L'étude révèle que de nombreux pays ont mis en place des plateformes en ligne afin d'améliorer l'efficacité du traitement fiscal. "À l'échelle mondiale, ces outils ont permis aux entreprises de réduire encore de huit heures par an le temps consacré à remplir leurs obligations fiscales", assurent ses auteurs.

Cette année, Singapour, l'Irlande, le Canada, le Danemark, la Norvège et le Royaume-Uni se sont illustrés par la simplicité de leurs systèmes fiscaux respectifs, sur les quelque 190 pays pris en compte dans le comparatif.

En Suisse, une PME consacre en moyenne 63 heures à remplir ses obligations fiscales, comme en 2015. Dans les États de l'Union européenne et de l'AELE, ce temps est de 164 heures, contre 173 l'année précédente.

Démarches ultérieures fastidieuses

Le pays s'est en revanche négativement distingué en ce qui concerne l'investissement administratif pour le remboursement de la TVA et les corrections a posteriori des déclarations fiscales, où il se place à la 25e position sur 32. Cette situation est due au système de taxation helvétique, où chaque déclaration est contrôlée, avec à la clé une charge administrative considérable, expliquent les auteurs de l'étude.
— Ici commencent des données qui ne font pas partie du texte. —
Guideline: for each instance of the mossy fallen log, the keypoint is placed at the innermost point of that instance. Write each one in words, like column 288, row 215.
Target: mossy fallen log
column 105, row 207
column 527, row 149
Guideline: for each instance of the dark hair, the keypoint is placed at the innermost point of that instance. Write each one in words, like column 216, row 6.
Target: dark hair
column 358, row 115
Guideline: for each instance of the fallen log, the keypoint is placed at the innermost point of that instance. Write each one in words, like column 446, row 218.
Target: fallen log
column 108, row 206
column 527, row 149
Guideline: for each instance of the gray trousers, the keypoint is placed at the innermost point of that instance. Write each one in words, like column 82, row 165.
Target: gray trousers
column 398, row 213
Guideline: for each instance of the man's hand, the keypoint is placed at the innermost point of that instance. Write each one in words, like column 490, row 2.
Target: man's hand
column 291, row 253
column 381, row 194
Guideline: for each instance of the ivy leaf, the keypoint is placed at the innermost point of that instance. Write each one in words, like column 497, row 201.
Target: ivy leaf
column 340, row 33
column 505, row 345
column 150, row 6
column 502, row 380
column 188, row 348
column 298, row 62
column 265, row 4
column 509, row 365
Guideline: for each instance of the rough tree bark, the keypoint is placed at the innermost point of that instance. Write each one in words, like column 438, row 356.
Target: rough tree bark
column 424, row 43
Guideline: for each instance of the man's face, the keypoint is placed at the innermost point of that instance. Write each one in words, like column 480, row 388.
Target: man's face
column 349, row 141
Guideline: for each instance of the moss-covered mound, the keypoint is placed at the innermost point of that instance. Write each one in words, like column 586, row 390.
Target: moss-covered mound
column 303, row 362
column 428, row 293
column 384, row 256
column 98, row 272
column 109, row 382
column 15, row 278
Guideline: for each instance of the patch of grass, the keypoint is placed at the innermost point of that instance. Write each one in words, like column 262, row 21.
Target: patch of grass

"La Suisse restera un site fiscal attrayant après la mise en oeuvre de la troisième réforme de l'imposition des entreprises" (RIE III), affirme Armin Marti, responsable de la fiscalité des entreprises chez PwC Suisse, cité dans un communiqué. Selon lui, la RIE III doit aussi profiter aux PME, grâce à l'allègement de l'impôt sur les bénéfices ainsi qu'à la déductibilité des dépenses consacrées à la recherche et au développement à plus de 100%.

"Il convient toutefois de ne pas perdre de vue que l'impôt sur les bénéfices ne représente qu'une petite partie de la charge fiscale totale et des prélèvements obligatoires (y compris les assurances sociales) qu'une entreprise doit verser à l'État", rappelle M. Marti. Et d'ajouter qu'après l'introduction de la RIE III, l'entreprise-type de l'étude verrait sa charge fiscale totale passer de 28,8% à 28,1%.